A Day Spent With Farmers 'Down & Dirty On The Boulevard' In Dallas

Is it possible to have a food festival that doesn't feel like a food festival? One where the food gets more attention than the celebrity chefs? Where farmers get recognized as the superstars that they are? The answer is yes and the proof was on display in Dallas this past weekend.

In a town known for black tie affairs filled with oil barons and their peroxide pals, this weekend's Chefs for Farmers "Down & Dirty on the Boulevard" festival was a sight (and sound and taste) for sore eyes. Billed as "the down home, no fuss, culinary event of the year," it delivered with an afternoon that felt more like a community picnic than a highfalutin food festival. Dallasites brought their own glassware and set up blankets throughout Robert E. Lee Park as rockin' bluegrass covers of Snoop Dogg and Sublime made the whole afternoon feel almost like an outdoor concert with an incredible food component.

That food came from more than 30 Texan chefs serving a variety of dishes that went well beyond the standard pork belly/short rib/ceviche shortcut dishes you usually see at these things. The best dish of the day was awarded to chef Jill Bates of Dallas stalwart Fearing's for her supremely tender red chile-braised rabbit enchiladas with green chile salsa and a carrot/jicama slaw. It was exactly the type of complex dish you don't see at events like these. Festival organizer (and recently named Best Chef in Dallas) Matt McCallister of FT33 teamed up with Andrew Wiseheart of Austin's Contigo and they both went whole hog with a full-on charcuterie spread that showed the magic of cured pig parts with hazelnut salami, face bacon, pancetta, and more. There was also an incredible wagyu "brisket on a biscuit" with housemade pickles to off-set the richness from Robert Lyford at Patina Green and ultra-delicate pumpkin fritters with bacon mayo from Jon Stevens at Stock & Barrel that had the whole crowd going back for seconds. Overall, the variety of food served was a big testament to the burgeoning Dallas culinary scene.

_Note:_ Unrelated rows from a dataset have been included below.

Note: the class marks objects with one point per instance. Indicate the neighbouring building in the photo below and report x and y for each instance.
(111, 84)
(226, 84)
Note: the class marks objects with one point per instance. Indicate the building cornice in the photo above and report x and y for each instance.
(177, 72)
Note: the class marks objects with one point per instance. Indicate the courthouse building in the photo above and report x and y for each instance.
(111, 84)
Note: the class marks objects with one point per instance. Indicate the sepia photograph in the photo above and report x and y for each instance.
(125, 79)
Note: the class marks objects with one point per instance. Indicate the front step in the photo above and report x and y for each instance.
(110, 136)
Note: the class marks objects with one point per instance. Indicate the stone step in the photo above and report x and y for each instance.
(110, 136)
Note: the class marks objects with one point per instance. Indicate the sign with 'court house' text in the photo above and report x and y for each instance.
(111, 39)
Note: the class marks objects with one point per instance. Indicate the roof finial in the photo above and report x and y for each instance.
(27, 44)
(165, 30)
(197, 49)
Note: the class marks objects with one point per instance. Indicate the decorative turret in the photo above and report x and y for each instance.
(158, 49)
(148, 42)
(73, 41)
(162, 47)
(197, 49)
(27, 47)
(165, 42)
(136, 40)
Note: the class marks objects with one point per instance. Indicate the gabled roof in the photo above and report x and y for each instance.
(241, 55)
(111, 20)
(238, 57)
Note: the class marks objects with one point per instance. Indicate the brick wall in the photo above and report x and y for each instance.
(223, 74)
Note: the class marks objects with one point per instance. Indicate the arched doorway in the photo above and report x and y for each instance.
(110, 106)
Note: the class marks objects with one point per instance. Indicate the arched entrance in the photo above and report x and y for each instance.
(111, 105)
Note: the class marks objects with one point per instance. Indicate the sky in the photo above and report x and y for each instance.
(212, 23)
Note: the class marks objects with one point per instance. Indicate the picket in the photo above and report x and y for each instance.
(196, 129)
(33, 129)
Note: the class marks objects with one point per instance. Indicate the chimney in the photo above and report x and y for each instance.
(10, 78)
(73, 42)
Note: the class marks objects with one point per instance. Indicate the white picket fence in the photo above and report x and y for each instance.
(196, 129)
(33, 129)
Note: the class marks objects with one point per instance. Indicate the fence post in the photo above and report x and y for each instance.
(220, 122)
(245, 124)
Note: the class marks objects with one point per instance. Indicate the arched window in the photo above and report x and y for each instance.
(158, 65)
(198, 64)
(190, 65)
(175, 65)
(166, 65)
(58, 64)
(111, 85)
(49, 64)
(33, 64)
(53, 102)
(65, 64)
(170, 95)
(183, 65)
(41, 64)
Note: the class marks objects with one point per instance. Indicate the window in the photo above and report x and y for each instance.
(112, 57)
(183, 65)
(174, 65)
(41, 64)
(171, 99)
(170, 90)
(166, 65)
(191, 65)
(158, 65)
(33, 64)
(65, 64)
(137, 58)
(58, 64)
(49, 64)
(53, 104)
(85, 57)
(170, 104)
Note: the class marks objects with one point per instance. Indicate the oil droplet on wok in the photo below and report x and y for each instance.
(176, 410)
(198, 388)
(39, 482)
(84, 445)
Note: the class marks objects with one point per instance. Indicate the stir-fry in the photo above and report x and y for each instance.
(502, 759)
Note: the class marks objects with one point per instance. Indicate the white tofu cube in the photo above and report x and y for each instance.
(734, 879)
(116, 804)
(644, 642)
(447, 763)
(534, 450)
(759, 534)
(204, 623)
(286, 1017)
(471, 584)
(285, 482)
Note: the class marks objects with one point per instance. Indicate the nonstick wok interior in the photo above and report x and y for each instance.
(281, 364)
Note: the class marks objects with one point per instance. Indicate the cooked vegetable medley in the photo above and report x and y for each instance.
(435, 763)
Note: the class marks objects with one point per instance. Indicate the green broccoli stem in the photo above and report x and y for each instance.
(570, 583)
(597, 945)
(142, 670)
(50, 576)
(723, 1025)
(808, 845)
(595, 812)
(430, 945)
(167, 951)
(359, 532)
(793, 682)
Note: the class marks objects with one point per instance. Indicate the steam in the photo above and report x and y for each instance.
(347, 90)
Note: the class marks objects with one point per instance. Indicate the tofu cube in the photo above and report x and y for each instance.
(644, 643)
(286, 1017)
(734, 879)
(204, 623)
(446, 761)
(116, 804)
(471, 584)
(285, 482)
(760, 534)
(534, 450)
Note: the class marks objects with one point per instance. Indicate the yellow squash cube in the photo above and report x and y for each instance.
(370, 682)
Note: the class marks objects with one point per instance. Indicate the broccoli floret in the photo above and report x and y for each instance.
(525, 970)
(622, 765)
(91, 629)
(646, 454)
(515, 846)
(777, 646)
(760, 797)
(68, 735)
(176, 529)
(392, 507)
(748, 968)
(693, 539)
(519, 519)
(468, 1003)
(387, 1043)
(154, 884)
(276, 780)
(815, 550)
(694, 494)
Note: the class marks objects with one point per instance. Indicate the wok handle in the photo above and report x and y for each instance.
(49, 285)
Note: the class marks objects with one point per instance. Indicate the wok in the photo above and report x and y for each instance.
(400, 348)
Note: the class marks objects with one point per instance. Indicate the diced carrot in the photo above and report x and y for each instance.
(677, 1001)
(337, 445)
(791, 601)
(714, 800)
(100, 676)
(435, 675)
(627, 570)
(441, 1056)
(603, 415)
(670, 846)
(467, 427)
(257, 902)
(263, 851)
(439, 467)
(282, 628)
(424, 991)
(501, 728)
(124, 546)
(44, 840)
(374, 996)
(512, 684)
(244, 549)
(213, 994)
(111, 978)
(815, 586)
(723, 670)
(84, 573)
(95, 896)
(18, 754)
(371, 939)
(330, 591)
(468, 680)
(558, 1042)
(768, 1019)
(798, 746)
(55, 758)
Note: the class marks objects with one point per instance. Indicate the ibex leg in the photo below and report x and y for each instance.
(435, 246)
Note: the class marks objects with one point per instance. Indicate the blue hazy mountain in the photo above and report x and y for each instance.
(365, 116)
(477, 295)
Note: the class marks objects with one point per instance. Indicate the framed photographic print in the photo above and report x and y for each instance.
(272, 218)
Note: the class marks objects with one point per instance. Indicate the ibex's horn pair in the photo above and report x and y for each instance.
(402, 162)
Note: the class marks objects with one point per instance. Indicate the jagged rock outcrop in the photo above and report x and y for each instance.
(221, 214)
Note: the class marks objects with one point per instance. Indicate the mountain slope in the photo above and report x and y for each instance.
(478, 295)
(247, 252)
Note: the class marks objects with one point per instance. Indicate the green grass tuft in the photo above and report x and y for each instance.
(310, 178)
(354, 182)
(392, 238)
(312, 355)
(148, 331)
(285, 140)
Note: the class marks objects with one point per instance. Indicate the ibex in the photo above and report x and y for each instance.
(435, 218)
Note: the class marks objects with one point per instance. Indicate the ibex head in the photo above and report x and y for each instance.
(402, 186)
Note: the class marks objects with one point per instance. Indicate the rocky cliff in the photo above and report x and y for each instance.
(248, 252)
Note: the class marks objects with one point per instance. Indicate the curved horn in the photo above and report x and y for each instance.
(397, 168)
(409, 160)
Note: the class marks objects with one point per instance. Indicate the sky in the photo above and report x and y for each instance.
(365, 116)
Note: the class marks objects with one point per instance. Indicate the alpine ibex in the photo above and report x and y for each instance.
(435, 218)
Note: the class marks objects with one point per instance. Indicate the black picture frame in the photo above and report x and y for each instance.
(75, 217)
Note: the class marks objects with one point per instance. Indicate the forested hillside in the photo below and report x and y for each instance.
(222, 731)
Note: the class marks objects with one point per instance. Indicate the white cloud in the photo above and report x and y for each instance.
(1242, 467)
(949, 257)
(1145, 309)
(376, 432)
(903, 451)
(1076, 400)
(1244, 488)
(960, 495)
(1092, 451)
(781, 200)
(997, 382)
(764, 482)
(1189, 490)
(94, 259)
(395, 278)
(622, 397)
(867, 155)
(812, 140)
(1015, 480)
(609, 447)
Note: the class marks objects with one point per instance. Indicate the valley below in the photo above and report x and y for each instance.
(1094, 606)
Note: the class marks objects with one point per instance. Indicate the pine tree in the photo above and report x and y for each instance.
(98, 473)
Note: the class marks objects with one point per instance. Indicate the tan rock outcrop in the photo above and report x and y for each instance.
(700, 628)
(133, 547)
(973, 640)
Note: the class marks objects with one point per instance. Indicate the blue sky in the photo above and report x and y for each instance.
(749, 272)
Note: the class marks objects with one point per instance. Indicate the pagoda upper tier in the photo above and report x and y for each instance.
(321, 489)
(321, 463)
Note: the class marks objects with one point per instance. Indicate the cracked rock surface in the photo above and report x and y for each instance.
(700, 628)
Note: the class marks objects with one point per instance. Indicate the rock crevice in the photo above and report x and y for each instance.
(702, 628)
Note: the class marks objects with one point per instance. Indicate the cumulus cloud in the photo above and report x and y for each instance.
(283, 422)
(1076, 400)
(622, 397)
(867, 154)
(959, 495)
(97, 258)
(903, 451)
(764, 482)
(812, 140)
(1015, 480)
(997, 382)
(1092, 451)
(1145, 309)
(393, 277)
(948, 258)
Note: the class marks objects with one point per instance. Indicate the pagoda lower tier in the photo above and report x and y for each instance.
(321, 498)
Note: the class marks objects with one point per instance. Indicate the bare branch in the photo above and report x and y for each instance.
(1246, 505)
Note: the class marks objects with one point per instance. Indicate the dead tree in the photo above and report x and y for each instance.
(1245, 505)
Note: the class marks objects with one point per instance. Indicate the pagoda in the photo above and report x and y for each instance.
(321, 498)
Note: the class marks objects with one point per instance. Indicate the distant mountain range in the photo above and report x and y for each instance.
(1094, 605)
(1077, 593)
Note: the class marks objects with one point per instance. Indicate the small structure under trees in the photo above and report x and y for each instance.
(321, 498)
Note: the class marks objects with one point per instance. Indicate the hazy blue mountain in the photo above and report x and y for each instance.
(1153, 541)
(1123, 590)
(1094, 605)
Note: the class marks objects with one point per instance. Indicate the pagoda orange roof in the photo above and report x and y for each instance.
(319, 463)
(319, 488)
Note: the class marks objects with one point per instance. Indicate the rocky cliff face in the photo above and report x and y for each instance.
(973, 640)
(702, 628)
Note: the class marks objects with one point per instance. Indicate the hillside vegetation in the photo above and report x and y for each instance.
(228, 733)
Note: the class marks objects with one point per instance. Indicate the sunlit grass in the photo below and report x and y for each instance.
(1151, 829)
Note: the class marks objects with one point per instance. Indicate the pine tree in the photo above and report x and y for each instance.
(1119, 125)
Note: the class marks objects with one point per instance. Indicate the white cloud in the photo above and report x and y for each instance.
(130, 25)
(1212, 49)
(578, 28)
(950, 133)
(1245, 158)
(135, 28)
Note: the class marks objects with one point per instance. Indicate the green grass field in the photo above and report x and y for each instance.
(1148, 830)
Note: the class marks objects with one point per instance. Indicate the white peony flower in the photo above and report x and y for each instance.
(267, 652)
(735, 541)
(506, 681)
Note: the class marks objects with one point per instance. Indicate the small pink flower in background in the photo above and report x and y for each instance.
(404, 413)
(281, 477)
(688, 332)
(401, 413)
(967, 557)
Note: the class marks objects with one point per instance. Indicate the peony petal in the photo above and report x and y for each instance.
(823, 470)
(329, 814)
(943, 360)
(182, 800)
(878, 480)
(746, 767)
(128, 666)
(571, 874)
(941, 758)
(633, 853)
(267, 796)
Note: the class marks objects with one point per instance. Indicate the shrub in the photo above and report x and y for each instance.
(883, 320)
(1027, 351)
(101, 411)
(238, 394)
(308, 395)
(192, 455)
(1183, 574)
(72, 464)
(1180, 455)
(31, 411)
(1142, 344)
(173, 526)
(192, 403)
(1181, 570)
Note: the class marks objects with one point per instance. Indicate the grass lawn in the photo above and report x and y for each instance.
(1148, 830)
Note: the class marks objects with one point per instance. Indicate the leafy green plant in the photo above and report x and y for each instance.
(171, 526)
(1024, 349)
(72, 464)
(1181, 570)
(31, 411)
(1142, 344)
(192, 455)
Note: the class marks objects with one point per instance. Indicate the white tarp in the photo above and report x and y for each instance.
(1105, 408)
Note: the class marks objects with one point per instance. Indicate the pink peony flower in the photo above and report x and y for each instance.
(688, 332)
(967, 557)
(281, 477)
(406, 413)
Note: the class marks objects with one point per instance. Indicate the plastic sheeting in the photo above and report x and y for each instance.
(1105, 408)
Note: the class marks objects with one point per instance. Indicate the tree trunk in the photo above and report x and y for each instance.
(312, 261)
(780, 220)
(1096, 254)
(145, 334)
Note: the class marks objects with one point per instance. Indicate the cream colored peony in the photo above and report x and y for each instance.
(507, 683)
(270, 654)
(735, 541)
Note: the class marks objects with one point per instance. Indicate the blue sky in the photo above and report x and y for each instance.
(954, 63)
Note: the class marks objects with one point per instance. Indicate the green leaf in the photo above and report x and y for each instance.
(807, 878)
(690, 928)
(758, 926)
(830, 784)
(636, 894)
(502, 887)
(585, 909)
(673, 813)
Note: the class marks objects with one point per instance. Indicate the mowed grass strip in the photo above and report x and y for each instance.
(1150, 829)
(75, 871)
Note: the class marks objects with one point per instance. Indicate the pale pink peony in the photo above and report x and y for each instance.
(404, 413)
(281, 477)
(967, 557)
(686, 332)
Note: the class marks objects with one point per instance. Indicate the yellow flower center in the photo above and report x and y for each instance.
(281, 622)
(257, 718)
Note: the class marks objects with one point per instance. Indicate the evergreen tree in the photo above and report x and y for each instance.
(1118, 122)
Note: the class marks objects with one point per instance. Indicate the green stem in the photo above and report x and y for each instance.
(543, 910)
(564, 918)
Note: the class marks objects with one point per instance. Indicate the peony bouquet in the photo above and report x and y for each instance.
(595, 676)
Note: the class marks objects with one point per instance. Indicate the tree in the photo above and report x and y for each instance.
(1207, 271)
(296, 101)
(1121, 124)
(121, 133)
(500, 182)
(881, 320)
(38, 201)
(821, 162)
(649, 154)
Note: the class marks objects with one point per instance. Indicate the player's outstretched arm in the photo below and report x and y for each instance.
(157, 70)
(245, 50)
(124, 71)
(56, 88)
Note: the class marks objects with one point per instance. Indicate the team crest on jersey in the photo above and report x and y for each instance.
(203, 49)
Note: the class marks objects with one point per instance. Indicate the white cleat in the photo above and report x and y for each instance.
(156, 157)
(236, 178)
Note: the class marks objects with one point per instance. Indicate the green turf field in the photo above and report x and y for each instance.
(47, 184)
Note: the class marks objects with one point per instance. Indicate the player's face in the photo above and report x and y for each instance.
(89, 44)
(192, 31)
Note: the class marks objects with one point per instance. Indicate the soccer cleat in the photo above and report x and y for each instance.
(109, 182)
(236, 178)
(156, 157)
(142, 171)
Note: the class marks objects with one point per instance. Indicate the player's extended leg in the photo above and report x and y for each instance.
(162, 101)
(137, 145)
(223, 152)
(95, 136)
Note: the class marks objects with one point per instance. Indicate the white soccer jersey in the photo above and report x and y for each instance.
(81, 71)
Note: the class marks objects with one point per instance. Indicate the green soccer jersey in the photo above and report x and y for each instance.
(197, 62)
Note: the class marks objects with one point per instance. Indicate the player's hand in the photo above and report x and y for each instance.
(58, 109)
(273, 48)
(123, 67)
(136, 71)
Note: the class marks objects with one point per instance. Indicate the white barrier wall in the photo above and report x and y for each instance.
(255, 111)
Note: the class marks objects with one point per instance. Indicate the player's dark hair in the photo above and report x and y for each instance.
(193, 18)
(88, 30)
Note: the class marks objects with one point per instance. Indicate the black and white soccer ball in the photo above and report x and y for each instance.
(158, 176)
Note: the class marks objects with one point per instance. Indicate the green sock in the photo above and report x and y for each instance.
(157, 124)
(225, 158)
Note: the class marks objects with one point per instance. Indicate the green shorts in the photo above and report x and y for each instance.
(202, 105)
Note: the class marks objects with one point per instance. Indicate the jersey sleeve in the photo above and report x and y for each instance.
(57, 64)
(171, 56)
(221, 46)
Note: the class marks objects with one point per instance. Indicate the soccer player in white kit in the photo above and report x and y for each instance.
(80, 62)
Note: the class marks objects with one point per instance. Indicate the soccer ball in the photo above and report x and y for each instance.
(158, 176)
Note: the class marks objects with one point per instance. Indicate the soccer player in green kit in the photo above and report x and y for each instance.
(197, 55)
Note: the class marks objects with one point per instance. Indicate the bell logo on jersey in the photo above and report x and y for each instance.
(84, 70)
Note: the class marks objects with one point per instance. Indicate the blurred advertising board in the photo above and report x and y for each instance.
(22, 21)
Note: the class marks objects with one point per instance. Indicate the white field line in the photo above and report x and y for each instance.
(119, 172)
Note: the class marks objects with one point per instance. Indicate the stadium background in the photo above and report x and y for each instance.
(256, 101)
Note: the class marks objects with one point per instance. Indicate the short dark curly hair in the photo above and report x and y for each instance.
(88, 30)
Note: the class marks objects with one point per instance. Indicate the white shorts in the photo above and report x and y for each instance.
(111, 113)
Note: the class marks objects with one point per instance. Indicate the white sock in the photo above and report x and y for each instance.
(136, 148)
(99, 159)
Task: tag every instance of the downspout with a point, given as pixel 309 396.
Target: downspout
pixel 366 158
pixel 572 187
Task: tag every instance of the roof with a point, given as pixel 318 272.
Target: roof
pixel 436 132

Perhaps the coolest part of the Chefs for Farmers event is that not only do the chefs pay tribute to the farmers they work with every day, but the farmers were there as well with their own tables educating the public on what they do. While most chefs these days pay lip-service to the concept of farm-to-table, it's really refreshing to see that organizers Matt and Iris McCallister have taken their support to the next level with event proceeds going directly to the farmers as well as the North Texas Food Bank and juvenile offender rehab spot Cafe Momentum.

A food festival without pretention or attitude? What a good idea.